Marie et Mohamed n'avaient pas quitté leur appartement depuis une semaine. Alités, défoncés aux amphétamines et à l'alcool, ils faisaient l'amour sans vergogne dans une puanteur sans nom. Lorqu'ils eurent la visite d'une vieille connaissance de Marie, une ancienne institutrice qui portait le prénom de Catherine, poussée hors de la vie sociale par ses dépressions à répétition, ils levèrent les rideaux, ouvrirent les fenêtres, et prirent du café.
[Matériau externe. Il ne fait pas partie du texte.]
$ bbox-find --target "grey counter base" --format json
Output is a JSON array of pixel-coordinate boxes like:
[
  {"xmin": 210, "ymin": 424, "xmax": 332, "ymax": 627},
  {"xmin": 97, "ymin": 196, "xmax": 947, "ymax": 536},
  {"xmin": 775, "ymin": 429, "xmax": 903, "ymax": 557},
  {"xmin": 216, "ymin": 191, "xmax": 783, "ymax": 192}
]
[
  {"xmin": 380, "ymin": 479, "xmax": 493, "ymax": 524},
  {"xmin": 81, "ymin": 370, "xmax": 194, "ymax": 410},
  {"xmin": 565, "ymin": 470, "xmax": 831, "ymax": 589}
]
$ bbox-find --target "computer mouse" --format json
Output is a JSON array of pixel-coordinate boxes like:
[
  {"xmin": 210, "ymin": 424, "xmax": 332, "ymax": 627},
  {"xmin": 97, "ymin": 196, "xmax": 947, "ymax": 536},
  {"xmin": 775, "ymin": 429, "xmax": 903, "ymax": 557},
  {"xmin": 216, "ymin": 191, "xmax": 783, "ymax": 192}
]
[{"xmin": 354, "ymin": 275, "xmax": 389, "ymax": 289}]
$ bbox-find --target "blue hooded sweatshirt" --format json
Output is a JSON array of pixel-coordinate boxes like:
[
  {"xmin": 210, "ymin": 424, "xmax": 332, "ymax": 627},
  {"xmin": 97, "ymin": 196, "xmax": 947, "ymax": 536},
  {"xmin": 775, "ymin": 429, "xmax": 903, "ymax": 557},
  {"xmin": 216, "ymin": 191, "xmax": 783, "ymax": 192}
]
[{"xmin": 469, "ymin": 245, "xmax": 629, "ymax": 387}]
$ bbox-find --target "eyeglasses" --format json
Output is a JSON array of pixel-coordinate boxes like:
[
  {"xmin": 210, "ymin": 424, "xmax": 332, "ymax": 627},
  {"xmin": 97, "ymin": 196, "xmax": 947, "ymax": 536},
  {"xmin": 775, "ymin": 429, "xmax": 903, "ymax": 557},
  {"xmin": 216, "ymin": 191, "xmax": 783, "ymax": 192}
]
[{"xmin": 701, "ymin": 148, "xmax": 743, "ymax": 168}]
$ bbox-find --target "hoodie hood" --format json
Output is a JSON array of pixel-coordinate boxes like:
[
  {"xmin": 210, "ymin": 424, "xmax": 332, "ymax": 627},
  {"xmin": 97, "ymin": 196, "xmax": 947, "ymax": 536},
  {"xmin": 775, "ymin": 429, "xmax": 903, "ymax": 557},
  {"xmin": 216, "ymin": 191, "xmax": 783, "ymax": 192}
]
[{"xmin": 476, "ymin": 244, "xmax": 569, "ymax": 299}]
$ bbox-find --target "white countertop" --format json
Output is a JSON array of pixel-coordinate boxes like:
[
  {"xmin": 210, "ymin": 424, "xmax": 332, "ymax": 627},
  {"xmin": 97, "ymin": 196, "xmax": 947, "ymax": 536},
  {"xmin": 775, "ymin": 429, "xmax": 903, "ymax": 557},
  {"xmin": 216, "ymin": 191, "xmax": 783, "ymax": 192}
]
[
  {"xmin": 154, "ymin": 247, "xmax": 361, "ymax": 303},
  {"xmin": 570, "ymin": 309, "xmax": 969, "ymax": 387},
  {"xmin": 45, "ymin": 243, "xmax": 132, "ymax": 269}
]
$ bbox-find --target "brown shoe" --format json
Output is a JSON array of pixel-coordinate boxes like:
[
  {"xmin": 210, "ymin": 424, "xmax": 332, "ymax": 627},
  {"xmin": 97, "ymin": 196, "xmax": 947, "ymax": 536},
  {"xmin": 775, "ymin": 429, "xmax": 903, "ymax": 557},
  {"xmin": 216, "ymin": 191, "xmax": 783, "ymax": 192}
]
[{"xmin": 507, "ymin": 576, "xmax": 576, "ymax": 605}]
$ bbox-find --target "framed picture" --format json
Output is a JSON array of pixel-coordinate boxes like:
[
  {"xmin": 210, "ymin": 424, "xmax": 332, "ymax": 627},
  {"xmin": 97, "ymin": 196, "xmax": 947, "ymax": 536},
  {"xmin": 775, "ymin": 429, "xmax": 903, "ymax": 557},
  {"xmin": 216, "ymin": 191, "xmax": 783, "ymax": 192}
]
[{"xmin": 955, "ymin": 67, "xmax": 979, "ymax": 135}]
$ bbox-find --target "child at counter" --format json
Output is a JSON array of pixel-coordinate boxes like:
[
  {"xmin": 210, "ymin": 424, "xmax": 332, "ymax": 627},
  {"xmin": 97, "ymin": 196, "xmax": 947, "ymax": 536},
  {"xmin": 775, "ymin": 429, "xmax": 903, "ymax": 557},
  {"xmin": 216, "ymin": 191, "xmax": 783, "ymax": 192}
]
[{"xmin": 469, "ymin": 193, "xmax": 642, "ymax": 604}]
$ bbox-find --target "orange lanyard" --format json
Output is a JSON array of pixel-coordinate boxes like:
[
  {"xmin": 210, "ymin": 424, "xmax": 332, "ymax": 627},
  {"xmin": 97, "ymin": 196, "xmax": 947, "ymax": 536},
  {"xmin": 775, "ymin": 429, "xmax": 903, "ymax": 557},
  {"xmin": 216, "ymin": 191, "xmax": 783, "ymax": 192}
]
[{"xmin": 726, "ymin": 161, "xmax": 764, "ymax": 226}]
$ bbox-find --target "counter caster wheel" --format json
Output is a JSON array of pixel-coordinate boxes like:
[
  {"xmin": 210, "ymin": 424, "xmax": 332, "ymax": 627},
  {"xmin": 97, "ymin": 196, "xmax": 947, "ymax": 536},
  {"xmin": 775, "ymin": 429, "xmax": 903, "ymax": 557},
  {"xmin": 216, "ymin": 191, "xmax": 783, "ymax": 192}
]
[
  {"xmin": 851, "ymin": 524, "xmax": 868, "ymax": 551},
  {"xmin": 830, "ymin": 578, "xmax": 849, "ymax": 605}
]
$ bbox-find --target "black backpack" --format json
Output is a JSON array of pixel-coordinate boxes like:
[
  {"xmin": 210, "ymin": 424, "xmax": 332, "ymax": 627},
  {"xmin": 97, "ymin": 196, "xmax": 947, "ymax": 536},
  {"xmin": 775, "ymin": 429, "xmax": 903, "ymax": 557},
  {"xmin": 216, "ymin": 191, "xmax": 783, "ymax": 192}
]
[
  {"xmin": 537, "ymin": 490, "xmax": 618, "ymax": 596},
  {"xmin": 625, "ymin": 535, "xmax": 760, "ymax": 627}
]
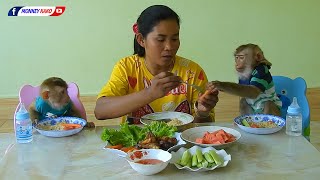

Puis, Catherine, en possession de deux autres cartes d'invitation, ils finirent leur matinée à la foire aux vins. Marie était toujours habillée d'une manière excentrique, ce jour-là par exemple, elle portait un pantalon à pattes d'éléphant couleur orange, une veste en faux cuir de couleur mauve, des talons aiguilles jaunes, un chapeau année seventies et un sac à main en forme de seringue. Quant à Mohamed, il était habillé comme un vrai junky. Catherine, de son côté, était habillée d'une manière classique, rien ne transpirait de son apparence. Après Dionysos, Marie et  Mohamed   allèrent dans l'appartement cossu de Catherine. Ils firent l'amour à trois.